Open sbenthall opened 10 years ago
So, I've split mentionball.data_to_network() into two functions: the first (data_to_network) just makes it into a graph and returns the graph, while the second (lookup_metadata(graph)), which I call in main, goes through the edges (as the old version did) and uses lookup_many to get all their metadata, saving some of it (follower count, and now some geo data) in the graph itself.
Do we maybe want to switch that around, so we generate the graph last, after we have some internal data structure containing only the data we want to store?
So step one, get list of users (snowball strategy), step two, collect and clean data (and geocode in here too) for those users, storing it in a dictionary or whatever, step three, change the dict into a graph and output it?
It would be easier to talk about this if we were looking at the same code. Can you share a link to the changes you've been making?
On Thu, Jan 30, 2014 at 3:54 PM, bkfunk notifications@github.com wrote:
So, I've split mentionball.data_to_network() into two functions: the first (data_to_network) just makes it into a graph and returns the graph, while the second (lookup_metadata(graph)), which I call in main, goes through the edges (as the old version did) and uses lookup_many to get all their metadata, saving some of it (follower count, and now some geo data) in the graph itself.

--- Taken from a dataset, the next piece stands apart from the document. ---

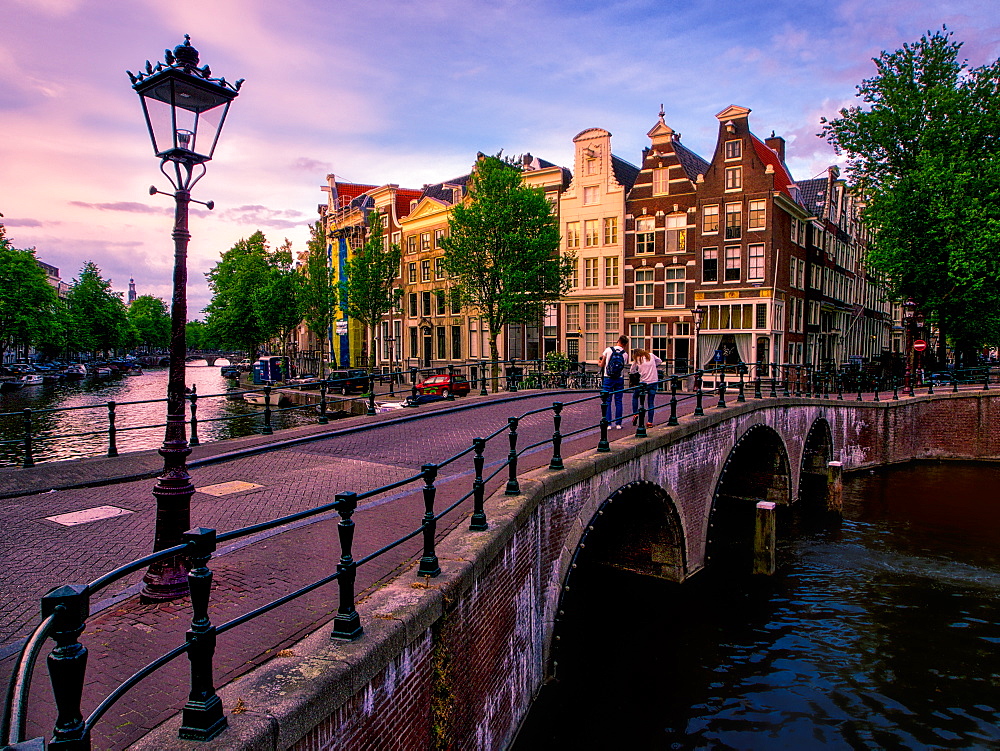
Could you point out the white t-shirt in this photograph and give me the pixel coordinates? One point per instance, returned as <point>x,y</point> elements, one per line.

Do we maybe want to switch that around, so we generate the graph last, after we have some internal data structure containing only the data we want to store?

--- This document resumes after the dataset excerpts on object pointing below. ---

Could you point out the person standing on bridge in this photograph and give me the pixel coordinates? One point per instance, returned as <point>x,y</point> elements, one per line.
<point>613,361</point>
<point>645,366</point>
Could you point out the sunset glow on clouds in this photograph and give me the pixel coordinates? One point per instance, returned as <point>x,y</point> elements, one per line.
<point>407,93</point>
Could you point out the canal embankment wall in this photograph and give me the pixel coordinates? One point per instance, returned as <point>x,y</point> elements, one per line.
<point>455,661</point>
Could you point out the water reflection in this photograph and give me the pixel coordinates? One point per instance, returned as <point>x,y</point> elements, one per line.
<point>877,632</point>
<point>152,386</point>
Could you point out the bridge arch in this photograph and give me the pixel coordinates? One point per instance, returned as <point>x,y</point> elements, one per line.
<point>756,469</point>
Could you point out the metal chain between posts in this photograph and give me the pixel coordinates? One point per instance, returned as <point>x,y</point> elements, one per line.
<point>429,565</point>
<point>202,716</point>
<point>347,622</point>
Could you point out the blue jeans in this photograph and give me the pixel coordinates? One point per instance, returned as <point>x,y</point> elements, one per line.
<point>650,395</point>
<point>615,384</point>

So step one, get list of users (snowball strategy), step two, collect and clean data (and geocode in here too) for those users, storing it in a dictionary or whatever, step three, change the dict into a graph and output it?
Reply to this email directly or view it on GitHubhttps://github.com/sbenthall/poll.emic/issues/11#issuecomment-33748672 .
https://github.com/bkfunk/poll.emic/blob/geo/bin/mentionball.py
Line 44ish is where stuff starts. It's a big mess right now, though!
When building out the mentionball, currently data collection, snowball strategy, and final graph output are integrated.
Separating these into different stages will make it easier to save richer data about the users and their activity, and then derive multiple alternate graph representations for visualization and analysis.